City Leaders Begin Campaign to Defeat Firefighter Charter Proposals

Key city and business leaders gathered at La Villita on Saturday to kick off a city wide campaign designed to convince voters to defenat those three charter amendments being pushed by the San Antonio Professional Firefighters Association which will be on the November 6 ballot, News Radio 1200 WOAI reports.

Officials are making it clear they are opposing the propositions as individuals.  State law does not allow the City as an entity to take a position.

"I say vote no, because voting no is really voting yes for the continuation of a responsible city government, that we've had for so long," north side Councilman John Courage said.

The proposals would cap the pay and limit the length of service of the City Manager, and would make it easier for voters to petition and vote to overturn all actions of City Council.There is also a proposal to require that all disputes between the City and its public safety unions be settled by arbitration, and bars legal action between the parties.

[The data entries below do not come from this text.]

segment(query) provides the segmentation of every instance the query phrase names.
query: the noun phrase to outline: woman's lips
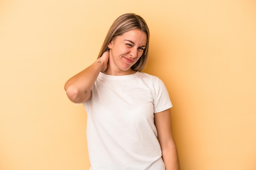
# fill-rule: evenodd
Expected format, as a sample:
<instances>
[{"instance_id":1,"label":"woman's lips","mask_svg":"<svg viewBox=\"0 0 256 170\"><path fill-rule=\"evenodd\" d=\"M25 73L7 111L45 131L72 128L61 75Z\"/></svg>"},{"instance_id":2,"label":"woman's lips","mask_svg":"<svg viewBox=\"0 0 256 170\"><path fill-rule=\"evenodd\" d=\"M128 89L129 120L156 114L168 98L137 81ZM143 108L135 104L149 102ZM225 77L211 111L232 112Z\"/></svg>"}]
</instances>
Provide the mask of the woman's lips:
<instances>
[{"instance_id":1,"label":"woman's lips","mask_svg":"<svg viewBox=\"0 0 256 170\"><path fill-rule=\"evenodd\" d=\"M132 63L134 62L134 59L128 59L126 57L124 57L124 58L125 60L128 63Z\"/></svg>"}]
</instances>

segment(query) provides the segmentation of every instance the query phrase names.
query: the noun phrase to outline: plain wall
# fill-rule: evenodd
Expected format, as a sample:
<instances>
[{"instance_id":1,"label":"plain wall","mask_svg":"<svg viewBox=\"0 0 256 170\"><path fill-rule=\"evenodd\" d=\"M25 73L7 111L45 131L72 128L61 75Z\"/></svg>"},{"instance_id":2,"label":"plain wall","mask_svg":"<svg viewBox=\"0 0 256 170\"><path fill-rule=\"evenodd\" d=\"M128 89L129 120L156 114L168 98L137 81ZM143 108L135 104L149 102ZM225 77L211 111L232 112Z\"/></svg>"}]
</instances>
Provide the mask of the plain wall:
<instances>
[{"instance_id":1,"label":"plain wall","mask_svg":"<svg viewBox=\"0 0 256 170\"><path fill-rule=\"evenodd\" d=\"M86 114L64 85L114 20L150 31L144 72L165 83L182 170L256 170L256 2L0 1L0 169L88 170Z\"/></svg>"}]
</instances>

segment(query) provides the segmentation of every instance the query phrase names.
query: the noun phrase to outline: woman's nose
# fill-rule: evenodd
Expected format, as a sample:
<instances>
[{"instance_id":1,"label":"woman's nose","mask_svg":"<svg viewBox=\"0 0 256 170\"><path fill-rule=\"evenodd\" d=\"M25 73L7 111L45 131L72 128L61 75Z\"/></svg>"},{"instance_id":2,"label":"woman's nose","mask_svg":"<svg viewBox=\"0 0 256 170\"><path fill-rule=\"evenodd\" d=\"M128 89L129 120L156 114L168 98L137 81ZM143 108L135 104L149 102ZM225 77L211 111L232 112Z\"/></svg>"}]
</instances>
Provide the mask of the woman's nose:
<instances>
[{"instance_id":1,"label":"woman's nose","mask_svg":"<svg viewBox=\"0 0 256 170\"><path fill-rule=\"evenodd\" d=\"M136 58L137 55L137 48L132 48L131 51L130 52L130 55L132 58Z\"/></svg>"}]
</instances>

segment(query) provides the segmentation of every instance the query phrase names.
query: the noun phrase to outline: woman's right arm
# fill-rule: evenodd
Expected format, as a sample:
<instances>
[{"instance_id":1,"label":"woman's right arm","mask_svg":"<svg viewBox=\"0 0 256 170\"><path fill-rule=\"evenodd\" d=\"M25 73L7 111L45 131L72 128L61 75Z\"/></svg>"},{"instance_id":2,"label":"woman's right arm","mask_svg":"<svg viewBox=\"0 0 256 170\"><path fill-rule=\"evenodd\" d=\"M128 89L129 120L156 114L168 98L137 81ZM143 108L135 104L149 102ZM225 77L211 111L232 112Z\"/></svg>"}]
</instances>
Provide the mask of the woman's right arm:
<instances>
[{"instance_id":1,"label":"woman's right arm","mask_svg":"<svg viewBox=\"0 0 256 170\"><path fill-rule=\"evenodd\" d=\"M99 74L108 68L107 51L91 65L68 80L64 86L67 97L75 103L81 103L91 97L91 90Z\"/></svg>"}]
</instances>

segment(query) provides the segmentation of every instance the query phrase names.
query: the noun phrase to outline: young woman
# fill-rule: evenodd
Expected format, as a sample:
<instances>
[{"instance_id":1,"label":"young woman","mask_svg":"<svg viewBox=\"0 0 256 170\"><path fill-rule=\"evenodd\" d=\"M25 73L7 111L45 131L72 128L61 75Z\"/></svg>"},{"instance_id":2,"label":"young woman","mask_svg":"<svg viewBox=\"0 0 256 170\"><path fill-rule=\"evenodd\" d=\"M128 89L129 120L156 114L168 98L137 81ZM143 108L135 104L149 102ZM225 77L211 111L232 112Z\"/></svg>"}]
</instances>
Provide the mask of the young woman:
<instances>
[{"instance_id":1,"label":"young woman","mask_svg":"<svg viewBox=\"0 0 256 170\"><path fill-rule=\"evenodd\" d=\"M98 59L65 85L87 113L90 170L179 169L168 93L159 78L140 72L149 39L142 17L120 16Z\"/></svg>"}]
</instances>

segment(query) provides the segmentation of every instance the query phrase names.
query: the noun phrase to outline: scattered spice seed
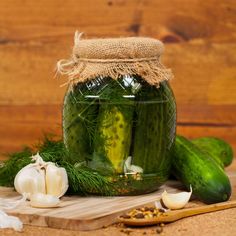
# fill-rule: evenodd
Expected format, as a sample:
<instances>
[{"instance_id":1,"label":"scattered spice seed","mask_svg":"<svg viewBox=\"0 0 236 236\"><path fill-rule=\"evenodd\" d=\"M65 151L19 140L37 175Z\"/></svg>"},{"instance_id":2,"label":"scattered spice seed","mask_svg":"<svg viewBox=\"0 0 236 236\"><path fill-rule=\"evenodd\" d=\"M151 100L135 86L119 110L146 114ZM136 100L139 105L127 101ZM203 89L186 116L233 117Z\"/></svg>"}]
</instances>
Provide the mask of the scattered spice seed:
<instances>
[{"instance_id":1,"label":"scattered spice seed","mask_svg":"<svg viewBox=\"0 0 236 236\"><path fill-rule=\"evenodd\" d=\"M142 207L132 209L130 212L121 215L123 219L151 219L162 215L164 212L162 209L157 209L154 207Z\"/></svg>"},{"instance_id":2,"label":"scattered spice seed","mask_svg":"<svg viewBox=\"0 0 236 236\"><path fill-rule=\"evenodd\" d=\"M144 218L144 215L143 215L143 213L138 213L138 214L135 215L135 218L136 219L142 219L142 218Z\"/></svg>"},{"instance_id":3,"label":"scattered spice seed","mask_svg":"<svg viewBox=\"0 0 236 236\"><path fill-rule=\"evenodd\" d=\"M157 226L156 232L160 234L163 231L163 228L161 226Z\"/></svg>"}]
</instances>

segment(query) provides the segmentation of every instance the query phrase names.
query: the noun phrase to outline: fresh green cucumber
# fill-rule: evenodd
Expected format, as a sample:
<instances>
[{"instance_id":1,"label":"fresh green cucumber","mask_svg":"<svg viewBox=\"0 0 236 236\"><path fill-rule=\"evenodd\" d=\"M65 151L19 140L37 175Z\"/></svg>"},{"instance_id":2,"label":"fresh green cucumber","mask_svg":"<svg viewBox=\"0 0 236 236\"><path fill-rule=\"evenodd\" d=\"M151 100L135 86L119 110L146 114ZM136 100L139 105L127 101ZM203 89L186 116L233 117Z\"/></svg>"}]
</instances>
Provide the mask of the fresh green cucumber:
<instances>
[{"instance_id":1,"label":"fresh green cucumber","mask_svg":"<svg viewBox=\"0 0 236 236\"><path fill-rule=\"evenodd\" d=\"M95 100L85 100L79 87L67 92L63 106L63 140L73 157L68 160L71 163L87 161L91 155L97 112Z\"/></svg>"},{"instance_id":2,"label":"fresh green cucumber","mask_svg":"<svg viewBox=\"0 0 236 236\"><path fill-rule=\"evenodd\" d=\"M111 80L100 95L97 127L94 136L94 155L90 163L95 169L97 160L111 164L116 174L123 173L124 162L130 155L134 102L124 97L122 81Z\"/></svg>"},{"instance_id":3,"label":"fresh green cucumber","mask_svg":"<svg viewBox=\"0 0 236 236\"><path fill-rule=\"evenodd\" d=\"M231 195L230 181L224 170L205 152L182 136L175 139L172 173L186 188L205 203L227 201Z\"/></svg>"},{"instance_id":4,"label":"fresh green cucumber","mask_svg":"<svg viewBox=\"0 0 236 236\"><path fill-rule=\"evenodd\" d=\"M139 96L142 100L138 100ZM165 180L171 166L170 150L175 138L176 107L168 83L143 85L137 94L132 163L144 173L159 173ZM148 101L148 102L145 102Z\"/></svg>"},{"instance_id":5,"label":"fresh green cucumber","mask_svg":"<svg viewBox=\"0 0 236 236\"><path fill-rule=\"evenodd\" d=\"M229 166L233 161L233 149L222 139L202 137L193 139L192 143L211 155L221 167Z\"/></svg>"}]
</instances>

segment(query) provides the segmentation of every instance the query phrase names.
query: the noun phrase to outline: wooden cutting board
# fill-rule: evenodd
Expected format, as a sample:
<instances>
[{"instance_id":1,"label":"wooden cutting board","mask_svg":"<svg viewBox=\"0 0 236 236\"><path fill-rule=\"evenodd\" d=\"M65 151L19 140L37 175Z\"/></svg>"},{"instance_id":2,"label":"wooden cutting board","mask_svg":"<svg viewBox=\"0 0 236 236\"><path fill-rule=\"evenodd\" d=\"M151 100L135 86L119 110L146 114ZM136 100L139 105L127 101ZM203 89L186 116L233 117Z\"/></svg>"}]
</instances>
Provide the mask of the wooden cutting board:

City and business leaders say the proposals would lead to chaos in City government, and that would lead to a lower bond rating, and higher costs for City bonds.  That would mean more tax money would go to interest payments rather than to basic services like streets, drainage, and police protection.

Many leaders, like State Rep. Diego Bernal (D-San Antonio) say the proposals would place big money special interests in charge of City government, because they would have the deep pockets to bankroll petition drives against City Council proposals they don't like.

"This is a game of chicken that went too far," Bernal said.  "We can't allow cross-city warfare to destroy our thriving community."

Several people at the rally indicated their concerns about fighting against firefighters, who are considered 'local heroes.' 

But they also pointed out that, in their opinion, this is a power play by the Firefighters Union, which has been without a contract with the City since 2014, because they are unwilling to accept the same cuts to their insurance plans that the San Antonio Police Officers Association accepted two years ago.